Человек и электрон столь разномасштабны, а непроходимый рубеж правил существования, пролегающий между вещами низин и высот Космоса, столь реален — хотя на любой ступени сложности субстанция остаётся сама собой, даже если в ипостаси человека она с изумлением озирает свое инобытие в кванте и узнаёт не себя, но обитателя Зазеркалья, — что прямые сопоставления здесь действительно кажутся неуместными.
Важнее другое.
Страшно представить, какая бездна неведения таится под нашими знаниями о мире, если лишь с высот жизни и утончённой ментальности, переосмысливая весь накопленный макромиром опыт существования, повзрослевший универсум способен различить творящееся на уровне его простейших структур! — и какой же высоты потребуется храм, чтобы из-под его купола различить происходящее в человеке и с человеком на земле, которую он Божьей волей возделывает и обживает!
По критерию правил существования мы делим природу на макро- и микромиры.
Микромир — это объёмы реальных частиц и вакуума, где само бытие проблематично, где возможны нарушения причинности и откуда лазутчиками выходят частицы-призраки, наслаждающиеся существованием такой исчезающе малый миг, что определённо даже трудно сказать, имело ли это существование место.
Всё, соизмеримое с масштабами человека, мы относим к макромиру, придерживающемуся единых необходимых законов. Но это восприятие мира механиком.
Низины макромира и верхи микромира ближе друг к другу, нежели камень и рыба, потому что реализовали лишь первую потенцию естества — обрели существование косной материи.
В своё время я с изумлением прочёл «Феномен человека» отца Тейара. С изумлением, во-первых, потому, что непонятно, зачем советскому человеку эта иезуитская казуистика, а во-вторых, потому, что буквально за год до этого сам построил схему взаимоотношений Природы и Бога, которую я тут привожу и на принципиальном тождестве с концепцией Тейара де Шардена настаиваю, благоговейно склоняясь перед глубиной и мощью последней.

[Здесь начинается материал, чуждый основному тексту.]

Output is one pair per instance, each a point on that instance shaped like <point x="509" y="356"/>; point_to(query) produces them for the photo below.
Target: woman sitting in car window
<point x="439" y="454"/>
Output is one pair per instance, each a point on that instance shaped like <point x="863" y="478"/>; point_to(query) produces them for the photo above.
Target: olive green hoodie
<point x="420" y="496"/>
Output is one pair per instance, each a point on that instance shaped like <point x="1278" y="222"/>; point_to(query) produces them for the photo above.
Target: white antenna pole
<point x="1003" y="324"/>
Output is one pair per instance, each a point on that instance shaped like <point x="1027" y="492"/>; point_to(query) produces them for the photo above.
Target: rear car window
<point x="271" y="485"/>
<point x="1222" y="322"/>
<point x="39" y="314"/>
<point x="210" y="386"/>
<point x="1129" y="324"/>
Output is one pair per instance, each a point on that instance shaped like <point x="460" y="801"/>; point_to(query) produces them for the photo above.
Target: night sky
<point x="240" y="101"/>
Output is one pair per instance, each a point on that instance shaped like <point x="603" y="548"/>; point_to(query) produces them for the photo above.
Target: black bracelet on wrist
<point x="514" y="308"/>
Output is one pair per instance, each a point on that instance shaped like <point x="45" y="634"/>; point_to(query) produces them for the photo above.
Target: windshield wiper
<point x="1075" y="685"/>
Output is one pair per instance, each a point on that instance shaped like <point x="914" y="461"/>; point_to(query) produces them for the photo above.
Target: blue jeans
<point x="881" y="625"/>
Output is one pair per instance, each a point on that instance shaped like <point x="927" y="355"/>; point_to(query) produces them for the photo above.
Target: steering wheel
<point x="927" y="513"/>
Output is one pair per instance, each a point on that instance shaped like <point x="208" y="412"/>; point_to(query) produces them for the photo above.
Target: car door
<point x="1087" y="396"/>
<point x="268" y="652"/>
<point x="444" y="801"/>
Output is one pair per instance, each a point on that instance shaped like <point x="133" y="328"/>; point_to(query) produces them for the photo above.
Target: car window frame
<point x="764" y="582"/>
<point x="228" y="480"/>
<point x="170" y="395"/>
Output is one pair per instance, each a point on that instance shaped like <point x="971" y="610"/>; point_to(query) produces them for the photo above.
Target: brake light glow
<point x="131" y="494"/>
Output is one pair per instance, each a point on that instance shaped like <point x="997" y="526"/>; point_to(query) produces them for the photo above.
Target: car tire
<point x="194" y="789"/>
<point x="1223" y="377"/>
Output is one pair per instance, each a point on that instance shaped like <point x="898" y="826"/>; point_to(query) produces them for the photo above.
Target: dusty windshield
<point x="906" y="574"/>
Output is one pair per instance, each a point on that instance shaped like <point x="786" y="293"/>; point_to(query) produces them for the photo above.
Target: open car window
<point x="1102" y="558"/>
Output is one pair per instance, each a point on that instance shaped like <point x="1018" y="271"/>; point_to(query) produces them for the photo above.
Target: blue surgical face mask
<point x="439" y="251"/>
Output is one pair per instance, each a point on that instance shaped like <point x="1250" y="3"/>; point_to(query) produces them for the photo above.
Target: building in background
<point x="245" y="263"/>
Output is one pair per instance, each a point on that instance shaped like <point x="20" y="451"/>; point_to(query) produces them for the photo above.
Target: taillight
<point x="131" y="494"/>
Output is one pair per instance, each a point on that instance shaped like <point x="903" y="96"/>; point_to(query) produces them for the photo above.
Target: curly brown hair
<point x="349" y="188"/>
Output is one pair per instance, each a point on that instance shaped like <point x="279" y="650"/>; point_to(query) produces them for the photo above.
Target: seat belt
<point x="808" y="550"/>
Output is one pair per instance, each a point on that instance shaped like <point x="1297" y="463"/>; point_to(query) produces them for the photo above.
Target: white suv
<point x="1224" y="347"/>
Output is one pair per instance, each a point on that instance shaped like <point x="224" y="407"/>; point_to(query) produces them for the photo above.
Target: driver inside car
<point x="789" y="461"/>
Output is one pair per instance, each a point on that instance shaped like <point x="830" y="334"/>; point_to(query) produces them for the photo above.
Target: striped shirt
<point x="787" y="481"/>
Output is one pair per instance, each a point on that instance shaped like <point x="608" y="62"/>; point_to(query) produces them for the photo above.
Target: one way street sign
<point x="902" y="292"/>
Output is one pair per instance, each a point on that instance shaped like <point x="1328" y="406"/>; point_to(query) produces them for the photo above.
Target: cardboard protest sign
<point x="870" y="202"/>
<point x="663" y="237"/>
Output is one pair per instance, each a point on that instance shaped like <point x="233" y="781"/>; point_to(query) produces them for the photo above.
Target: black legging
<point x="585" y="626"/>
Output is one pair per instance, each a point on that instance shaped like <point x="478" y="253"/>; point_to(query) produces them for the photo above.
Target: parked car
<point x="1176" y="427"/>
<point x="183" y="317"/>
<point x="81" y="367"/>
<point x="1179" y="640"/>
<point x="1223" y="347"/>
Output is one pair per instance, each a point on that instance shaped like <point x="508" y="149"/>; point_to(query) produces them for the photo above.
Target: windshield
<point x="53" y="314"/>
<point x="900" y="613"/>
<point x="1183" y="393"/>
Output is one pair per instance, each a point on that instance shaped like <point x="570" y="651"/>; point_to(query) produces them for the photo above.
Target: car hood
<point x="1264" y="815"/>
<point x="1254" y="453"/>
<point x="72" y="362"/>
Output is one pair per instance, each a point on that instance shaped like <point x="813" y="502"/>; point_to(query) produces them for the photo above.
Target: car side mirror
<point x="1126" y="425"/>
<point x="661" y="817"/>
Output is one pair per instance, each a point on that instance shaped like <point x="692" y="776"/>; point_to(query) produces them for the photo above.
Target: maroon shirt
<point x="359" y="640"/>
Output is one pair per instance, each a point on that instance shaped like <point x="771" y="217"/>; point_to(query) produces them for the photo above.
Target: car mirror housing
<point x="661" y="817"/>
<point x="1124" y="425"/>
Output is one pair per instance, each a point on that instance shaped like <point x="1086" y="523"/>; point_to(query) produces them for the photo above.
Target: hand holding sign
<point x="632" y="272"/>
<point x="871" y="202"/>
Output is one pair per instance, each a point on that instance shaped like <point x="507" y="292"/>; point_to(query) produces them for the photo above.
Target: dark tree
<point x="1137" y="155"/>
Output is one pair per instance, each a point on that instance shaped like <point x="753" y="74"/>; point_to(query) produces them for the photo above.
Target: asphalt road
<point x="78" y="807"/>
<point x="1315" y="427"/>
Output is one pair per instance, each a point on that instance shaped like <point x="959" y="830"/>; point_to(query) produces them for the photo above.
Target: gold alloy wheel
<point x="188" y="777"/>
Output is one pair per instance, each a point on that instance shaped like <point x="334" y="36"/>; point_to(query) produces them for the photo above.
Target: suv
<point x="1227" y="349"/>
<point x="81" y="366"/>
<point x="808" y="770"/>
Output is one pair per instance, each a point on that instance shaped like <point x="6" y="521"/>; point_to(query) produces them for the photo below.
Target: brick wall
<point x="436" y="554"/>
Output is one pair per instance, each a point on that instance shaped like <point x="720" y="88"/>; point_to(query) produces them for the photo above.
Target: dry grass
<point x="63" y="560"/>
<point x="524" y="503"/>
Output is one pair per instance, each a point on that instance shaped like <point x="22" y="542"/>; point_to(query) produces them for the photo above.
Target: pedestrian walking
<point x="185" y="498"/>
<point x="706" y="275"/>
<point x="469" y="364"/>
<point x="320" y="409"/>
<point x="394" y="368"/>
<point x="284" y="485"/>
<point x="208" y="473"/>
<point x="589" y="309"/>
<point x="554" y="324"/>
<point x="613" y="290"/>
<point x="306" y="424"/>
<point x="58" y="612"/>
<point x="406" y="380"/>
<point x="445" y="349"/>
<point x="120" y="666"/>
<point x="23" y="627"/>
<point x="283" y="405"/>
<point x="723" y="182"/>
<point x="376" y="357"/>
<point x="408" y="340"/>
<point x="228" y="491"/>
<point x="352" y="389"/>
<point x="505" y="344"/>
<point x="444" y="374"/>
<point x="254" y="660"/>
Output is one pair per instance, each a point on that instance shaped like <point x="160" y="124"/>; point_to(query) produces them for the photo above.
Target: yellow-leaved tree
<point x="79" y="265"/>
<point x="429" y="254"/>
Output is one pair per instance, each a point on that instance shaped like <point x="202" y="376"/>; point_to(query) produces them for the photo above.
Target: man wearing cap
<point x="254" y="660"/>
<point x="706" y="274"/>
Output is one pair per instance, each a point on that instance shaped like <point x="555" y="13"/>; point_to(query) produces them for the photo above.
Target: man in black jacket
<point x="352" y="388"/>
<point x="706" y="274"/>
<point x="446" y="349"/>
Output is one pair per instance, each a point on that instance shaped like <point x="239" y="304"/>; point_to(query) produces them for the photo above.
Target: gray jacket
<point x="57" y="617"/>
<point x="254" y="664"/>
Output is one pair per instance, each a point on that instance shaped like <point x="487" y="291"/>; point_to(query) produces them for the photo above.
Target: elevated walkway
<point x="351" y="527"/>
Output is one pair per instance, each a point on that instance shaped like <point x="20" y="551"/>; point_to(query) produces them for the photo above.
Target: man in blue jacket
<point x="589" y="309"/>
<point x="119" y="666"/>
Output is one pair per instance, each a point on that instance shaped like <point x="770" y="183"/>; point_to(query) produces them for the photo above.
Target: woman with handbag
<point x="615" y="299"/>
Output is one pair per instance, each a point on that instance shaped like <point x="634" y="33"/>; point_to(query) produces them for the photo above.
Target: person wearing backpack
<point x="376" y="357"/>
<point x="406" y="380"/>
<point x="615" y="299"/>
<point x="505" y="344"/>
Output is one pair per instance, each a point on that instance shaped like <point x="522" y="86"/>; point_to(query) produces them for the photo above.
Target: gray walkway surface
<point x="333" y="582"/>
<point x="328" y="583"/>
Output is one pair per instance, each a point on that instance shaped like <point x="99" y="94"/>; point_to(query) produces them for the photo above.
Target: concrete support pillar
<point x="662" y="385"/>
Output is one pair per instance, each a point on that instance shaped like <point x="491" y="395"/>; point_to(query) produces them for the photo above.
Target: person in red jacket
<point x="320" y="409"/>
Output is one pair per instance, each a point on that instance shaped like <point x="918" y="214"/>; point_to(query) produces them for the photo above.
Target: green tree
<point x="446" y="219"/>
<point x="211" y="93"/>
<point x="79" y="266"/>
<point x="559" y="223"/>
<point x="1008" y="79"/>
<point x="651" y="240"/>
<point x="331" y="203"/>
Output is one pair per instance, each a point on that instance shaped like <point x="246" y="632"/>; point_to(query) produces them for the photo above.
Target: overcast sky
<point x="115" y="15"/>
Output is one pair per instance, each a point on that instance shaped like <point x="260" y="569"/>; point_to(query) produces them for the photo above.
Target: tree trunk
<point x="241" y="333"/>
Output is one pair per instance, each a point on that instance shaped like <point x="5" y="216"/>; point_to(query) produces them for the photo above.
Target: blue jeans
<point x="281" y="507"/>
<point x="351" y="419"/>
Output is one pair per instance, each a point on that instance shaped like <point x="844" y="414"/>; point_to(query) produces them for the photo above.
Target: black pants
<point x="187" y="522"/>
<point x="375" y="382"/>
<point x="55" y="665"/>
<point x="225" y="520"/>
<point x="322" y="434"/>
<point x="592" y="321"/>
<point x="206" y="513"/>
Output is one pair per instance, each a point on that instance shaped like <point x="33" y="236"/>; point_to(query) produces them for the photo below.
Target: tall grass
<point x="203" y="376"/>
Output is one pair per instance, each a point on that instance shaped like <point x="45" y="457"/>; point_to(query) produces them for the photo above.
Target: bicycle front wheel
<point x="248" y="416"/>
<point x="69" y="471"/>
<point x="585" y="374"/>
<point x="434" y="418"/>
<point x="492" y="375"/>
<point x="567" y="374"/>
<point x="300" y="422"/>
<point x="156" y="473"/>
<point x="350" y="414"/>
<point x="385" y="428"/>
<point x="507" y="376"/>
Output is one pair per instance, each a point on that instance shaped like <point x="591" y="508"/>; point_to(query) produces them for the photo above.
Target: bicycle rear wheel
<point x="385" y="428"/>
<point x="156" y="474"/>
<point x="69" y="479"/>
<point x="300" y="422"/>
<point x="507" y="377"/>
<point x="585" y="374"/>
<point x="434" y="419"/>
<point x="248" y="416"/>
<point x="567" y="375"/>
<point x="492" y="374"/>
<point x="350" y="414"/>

Напомню, что святой отец положил в основу своей концепции «ноосферы» вселенскую духовность, пронизывающую всё сущее от элементарной частицы до человека и задающую материи некий очевидно божественного происхождения план. Этот план самоосуществляется посредством плотского естества и в ходе космической драмы находит приют во всё более усложняющихся и совершенствующихся созданиях эволюции. Этот очерк никогда бы не был написан, если бы не вдохновляющее сознание, что из окон французской миссии в Пекине и окон панельно-блочной «хрущобы» в советском городе Непреклонске эта космическая драма видится одинаково. Тейаровское психическое начало, сущее на ничке всего телесного, я представляю для себя как Божий Дух, действительно стеснённый в феноменах первого дня творения и действенно раскрепощающийся последовательно в растениях и животных, а потом и в мыслящем человеке.